If we take the year 1870 as the pivot year, we shall find that in the forty years that preceded 1870, nine Administrations which could normally command a majority of the Commons were upset by the independent action of members of that House.  In the forty years that have passed since 1870 only one instance of this happening can be mentioned—the defeat of Mr Gladstone’s Home Rule Bill of 1886.  There the circumstances were in many ways exceptional, and even that example is now nearly a quarter of a century old.  In the last twenty-four years not a single case of such independent action on the part of the Commons has occurred. 

Another illustration, if further illustration be needed, of the progressive emasculation of the House of Commons may be found by comparing its attitude in the matter of the Crimean War waged fifty years ago, and its attitude in the matter of the South African War waged only the {32} other day.  Both wars, whether wise or foolish, just or unjust, were undoubtedly supported by the bulk of public opinion both within and without Parliament.  Both wars were scandalously mismanaged.  But the Crimean War was fought when Parliament was comparatively free.  As soon as the details of the mismanagement began to be known in England there was a fierce popular agitation, and the popular voice was immediately heard not only in the Press but also in Parliament.  A Committee of Inquiry was demanded and refused.  But in spite of the opposition of the men in power the demand was carried in the House of Commons by a huge majority.  The result was that Lord Aberdeen had to resign and Lord Palmerston took his place.  Palmerston wanted to get rid of the Committee, but the House insisted, and he, powerful and popular as he was, was obliged to bow to its will.  All this was done, it must be remembered, not by the Opposition or the Peace Party, but by men returned to support the Government—men who thoroughly approved of the war and merely wished to see it efficiently conducted. 

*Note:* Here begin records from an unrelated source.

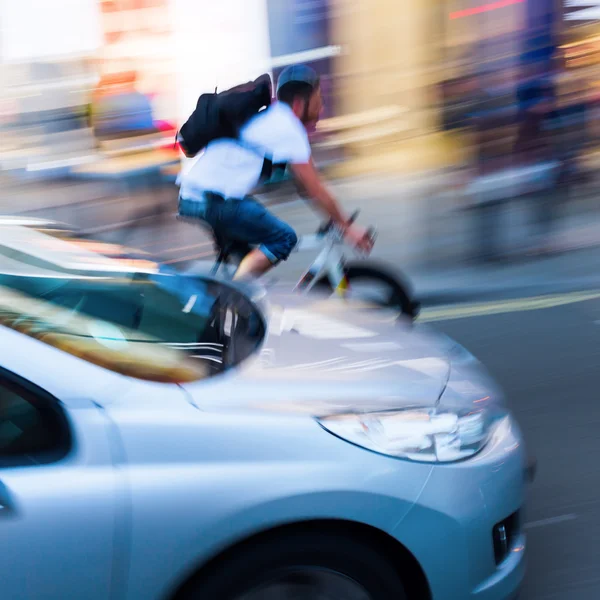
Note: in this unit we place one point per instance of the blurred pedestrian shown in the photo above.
(535, 153)
(492, 119)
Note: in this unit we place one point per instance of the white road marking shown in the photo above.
(550, 521)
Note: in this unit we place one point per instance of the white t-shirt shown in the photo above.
(229, 168)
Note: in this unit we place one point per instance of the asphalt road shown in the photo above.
(546, 356)
(547, 360)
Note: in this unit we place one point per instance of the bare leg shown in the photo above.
(254, 264)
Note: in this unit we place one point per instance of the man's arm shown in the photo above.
(309, 179)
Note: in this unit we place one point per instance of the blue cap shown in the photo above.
(299, 74)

In the case of the South African War there was plenty of grumbling in the country, and not a few sensational exposures of the incompetence and corruption which weakened our arms.  But within the walls of Parliament scarcely a voice was heard, and it certainly never entered the head of any Conservative member (or Liberal member either for {33} that matter) to take the strong step of driving out the men in power and putting better administrators in their place.  Indeed, the war was conducted invariably without consulting Parliament; and during the whole of its course financial scandals, quite openly talked of among the educated classes of this country, had no place in Parliamentary discussion.  The House of Commons had ceased to be an instrument of government. 

To whom, then, has the power of the House of Commons passed?  It has passed to a political committee for which no official name exists (for it works in secret), but which may be roughly called “The Front Benches.” This committee is not elected by vote, or by acclamation, or even by general consent.  Its members do not owe their position either to the will of the House or the will of the people.  It is selected—mainly from among the rich politicians and their dependents—by a process of sheer and unchecked co-option.  It forms in reality a single body, and acts, when its interests or its power are at stake, as one man.  No difference of economic interest or of political principle any longer exists among its members to form the basis of a rational line of party division.  Nevertheless, the party division continues.  The governing group is divided arbitrarily into two teams, each of which is, by mutual understanding, entitled to its turn of office and emolument.  And a number of unreal issues, defined neither by the people nor by the Parliament, but by the politi-{34}cians themselves, are raised from time to time in order to give a semblance of reality to their empty competition. 

That is the Party System as it exists to-day, and by it the House of Commons has been rendered null, and the people impotent and without a voice.